This is an opinion piece by Doug Cuthand, an Indigenous affairs columnist, freelance journalist and filmmaker who lives in Saskatoon.
Last night the Saskatchewan Party became the province’s natural governing party. It joined the ranks of the Liberals federally and the Conservatives in Alberta.
This should not have come as a surprise. Saskatchewan has been moving to the right for some time now.
There is a shift from family farms to agribusiness, the resource sector is suffering hard times, and oil and gas in particular are under fire from environmentalists and an evolving green economy.
There is also fear of the growing Indigenous population and the safety of rural residents.
Only three Indigenous candidates were elected: Betty Nippi Albright, Buckley Belanger and Doyle Vermette, all for the NDP. Belanger and Vermette represent the two northern constituencies. Between them, they have about half the landmass of the province. Betty Nippi-Albright, on the other hand, represents Saskatoon Centre.
Aboriginal people are 20 per cent of the province’s population, but make up only about 5 per cent of MLAs. The Sask. Party has no aboriginal representation.
Eight races are too close to call as we wait for mail-in ballots to be counted, but even if every seat in question went to the NDP it wouldn’t affect the overall outcome of the vote. Neither would it affect how many Indigenous candidates are elected.
Throughout the campaign, aboriginal issues were not a priority. It was as if 20 per cent of the population were largely ignored. We sat by and watched as middle-aged settlers in suits battled for control.
Aboriginal issues should not be seen as partisan. Every party has a responsibility to represent all the citizens of the province.
In the end, the Sask. Party doesn’t owe the Indigenous community anything. They got elected without us and, considering the racist character of some of the rural electors, any reaching out to First Nations and Métis would be viewed as a negative.

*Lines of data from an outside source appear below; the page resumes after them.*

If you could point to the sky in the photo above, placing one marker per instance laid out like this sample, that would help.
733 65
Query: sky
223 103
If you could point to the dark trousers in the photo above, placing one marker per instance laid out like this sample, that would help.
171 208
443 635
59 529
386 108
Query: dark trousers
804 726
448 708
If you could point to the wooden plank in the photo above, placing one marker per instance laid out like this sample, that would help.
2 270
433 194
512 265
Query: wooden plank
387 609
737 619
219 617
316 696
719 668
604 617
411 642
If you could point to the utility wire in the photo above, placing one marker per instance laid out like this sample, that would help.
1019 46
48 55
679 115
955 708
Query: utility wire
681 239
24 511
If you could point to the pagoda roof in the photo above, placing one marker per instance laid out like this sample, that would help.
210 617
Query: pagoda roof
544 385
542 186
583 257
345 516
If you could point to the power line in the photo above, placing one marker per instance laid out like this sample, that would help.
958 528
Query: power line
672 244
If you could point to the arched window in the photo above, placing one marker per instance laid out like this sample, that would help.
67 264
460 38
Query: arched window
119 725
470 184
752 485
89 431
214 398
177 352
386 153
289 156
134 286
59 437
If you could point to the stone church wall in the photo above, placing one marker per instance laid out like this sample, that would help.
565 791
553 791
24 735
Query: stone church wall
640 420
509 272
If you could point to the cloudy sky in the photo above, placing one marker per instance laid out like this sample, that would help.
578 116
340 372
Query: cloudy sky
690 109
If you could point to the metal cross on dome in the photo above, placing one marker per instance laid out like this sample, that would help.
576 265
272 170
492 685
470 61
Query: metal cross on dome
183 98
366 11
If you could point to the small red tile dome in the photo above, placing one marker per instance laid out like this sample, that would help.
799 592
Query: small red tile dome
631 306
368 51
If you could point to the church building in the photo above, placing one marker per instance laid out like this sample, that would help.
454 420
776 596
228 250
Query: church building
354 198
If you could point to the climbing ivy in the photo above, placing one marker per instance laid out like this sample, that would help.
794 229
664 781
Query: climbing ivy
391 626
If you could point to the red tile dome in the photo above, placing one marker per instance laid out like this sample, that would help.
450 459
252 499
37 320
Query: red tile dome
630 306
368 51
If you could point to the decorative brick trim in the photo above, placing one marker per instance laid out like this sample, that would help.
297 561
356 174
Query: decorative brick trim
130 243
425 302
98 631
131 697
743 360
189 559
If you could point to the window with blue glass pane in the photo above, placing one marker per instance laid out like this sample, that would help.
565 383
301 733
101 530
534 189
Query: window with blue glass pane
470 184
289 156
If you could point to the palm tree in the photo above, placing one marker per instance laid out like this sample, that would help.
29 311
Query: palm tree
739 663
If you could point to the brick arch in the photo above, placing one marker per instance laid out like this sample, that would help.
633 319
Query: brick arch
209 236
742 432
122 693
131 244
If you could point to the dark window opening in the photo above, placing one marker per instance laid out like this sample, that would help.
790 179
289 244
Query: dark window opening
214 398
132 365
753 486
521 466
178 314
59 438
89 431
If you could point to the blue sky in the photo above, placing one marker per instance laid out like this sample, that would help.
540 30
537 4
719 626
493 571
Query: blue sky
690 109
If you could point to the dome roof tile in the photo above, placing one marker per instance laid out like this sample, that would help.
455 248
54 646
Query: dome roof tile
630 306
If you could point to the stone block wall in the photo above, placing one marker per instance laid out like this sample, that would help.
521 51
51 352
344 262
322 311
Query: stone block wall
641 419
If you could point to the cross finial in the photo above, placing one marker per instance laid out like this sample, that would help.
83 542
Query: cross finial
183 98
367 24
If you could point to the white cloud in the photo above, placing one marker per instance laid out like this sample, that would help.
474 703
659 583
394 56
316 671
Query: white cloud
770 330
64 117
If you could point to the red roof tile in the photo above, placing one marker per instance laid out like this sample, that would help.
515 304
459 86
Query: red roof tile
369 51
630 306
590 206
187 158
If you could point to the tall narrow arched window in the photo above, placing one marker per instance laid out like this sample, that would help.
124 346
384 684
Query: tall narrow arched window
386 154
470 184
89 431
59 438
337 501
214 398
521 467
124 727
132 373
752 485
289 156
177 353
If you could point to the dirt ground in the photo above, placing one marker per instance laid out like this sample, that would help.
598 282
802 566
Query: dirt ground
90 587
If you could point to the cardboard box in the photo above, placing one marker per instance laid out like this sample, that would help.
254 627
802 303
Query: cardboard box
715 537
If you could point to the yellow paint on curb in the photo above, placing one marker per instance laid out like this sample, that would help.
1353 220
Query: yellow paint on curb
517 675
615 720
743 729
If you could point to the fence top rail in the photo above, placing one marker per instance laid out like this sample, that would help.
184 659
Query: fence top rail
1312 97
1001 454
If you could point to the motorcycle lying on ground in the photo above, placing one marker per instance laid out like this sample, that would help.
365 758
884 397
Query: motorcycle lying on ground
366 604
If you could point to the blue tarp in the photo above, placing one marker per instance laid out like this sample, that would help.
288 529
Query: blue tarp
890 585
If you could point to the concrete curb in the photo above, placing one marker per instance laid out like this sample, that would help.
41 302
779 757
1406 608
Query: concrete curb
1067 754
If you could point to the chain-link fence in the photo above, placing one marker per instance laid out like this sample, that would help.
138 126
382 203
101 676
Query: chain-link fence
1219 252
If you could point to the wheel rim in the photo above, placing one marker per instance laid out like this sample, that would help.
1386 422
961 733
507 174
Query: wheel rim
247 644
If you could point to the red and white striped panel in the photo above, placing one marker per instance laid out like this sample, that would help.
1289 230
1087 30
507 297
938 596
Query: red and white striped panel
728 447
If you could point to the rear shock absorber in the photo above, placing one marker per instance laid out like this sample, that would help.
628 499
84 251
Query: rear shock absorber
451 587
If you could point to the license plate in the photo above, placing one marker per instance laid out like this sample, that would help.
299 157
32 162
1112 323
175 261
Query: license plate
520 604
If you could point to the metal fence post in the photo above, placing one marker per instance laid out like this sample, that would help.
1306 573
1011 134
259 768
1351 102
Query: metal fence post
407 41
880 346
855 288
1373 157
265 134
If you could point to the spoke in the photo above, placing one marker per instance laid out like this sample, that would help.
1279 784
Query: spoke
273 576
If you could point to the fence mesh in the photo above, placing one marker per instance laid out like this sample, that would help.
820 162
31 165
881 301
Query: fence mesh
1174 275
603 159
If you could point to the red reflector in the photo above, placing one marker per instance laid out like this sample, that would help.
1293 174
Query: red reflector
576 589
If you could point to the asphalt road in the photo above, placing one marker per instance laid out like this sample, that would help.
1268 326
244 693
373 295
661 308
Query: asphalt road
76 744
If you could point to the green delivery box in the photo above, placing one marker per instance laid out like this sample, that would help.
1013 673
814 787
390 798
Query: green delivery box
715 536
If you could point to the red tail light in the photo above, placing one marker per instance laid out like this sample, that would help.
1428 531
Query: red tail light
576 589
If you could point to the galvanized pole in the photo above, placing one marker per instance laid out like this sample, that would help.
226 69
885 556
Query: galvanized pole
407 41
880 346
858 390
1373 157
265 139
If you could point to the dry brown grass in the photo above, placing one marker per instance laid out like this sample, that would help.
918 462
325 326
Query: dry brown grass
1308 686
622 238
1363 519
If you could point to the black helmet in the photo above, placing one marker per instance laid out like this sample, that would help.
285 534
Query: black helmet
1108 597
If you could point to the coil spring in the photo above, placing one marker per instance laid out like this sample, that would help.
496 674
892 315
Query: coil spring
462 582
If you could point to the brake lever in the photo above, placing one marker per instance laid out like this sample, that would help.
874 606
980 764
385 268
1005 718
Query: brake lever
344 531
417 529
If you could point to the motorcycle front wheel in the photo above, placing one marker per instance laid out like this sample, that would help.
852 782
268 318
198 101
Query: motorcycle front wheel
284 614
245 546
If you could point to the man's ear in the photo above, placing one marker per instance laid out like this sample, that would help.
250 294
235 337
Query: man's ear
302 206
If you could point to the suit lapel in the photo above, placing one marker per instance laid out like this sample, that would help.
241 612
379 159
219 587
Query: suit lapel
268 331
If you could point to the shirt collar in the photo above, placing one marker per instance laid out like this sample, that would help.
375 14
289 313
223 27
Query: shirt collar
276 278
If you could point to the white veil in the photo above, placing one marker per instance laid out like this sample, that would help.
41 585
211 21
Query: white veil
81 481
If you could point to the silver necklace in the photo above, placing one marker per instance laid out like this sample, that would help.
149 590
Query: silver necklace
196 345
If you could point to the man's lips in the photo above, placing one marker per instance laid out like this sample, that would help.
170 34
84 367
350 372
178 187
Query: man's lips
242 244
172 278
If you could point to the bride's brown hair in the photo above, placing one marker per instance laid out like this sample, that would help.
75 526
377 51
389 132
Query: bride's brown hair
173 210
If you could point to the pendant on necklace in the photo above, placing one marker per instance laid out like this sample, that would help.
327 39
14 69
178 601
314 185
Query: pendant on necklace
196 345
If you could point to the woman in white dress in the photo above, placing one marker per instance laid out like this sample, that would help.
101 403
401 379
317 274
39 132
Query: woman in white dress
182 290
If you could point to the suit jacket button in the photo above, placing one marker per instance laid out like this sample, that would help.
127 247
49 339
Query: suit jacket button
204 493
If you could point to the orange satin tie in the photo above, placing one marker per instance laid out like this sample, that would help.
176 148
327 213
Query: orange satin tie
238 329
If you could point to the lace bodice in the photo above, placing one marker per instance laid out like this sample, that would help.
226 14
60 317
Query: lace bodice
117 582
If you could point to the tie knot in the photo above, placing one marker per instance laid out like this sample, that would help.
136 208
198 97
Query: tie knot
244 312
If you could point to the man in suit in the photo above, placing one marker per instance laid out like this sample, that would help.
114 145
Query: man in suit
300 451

The focus of the battle was in the cities. The NDP rolled over and played dead in the rural areas in favour of spending their resources — human and financial — to holding the line in the cities. The Sask. Party didn’t need to campaign hard in rural areas. They got massive support without trying, allowing them to also concentrate on city seats.
The Buffalo Party rumbled out of Alberta and the results are troubling. The party ran second in several rural ridings in the south, taking more than 1,000 votes in some constituencies. It was originally called the Wexit Party, focused on wanting to separate from Canada. This right-wing fringe party sanitized its name and experienced a degree of success.
The view from First Nations is if the separatists want to join the U.S. they can go ahead, but the land belongs to the Crown under treaty and it stays with Canada.
First Nations have stake in provincial politics
Participation in provincial elections has been a point of contention in Indian Country for years. First Nations are a federal responsibility under section 91, 24 of the British North America Act. Our relationship with government is with the federal government.
But over the years the responsibility has been peeled off and assumed by the provinces. Therefore, we have a stake in the outcome of provincial elections, if only to protect our remaining rights.
A natural governing party can be dangerous. It can lead to arrogance and pandering to the base. It can result in minority interests being ignored or given token support. Our existence doesn’t affect the success or failure of this government.
On the other hand, a government with a strong majority is in a position to spend political capital and forge boldly ahead with meaningful change. It was the Conservative government of John Diefenbaker that extended voting rights to First Nations and the Mulroney Conservative government that settled outstanding treaty land entitlement in Saskatchewan.
First Nations and Métis are waiting for fundamental change, including improved social programming, resource revenue sharing and land rights among other agenda items. Will Scott Moe’s government be able to rise to the occasion?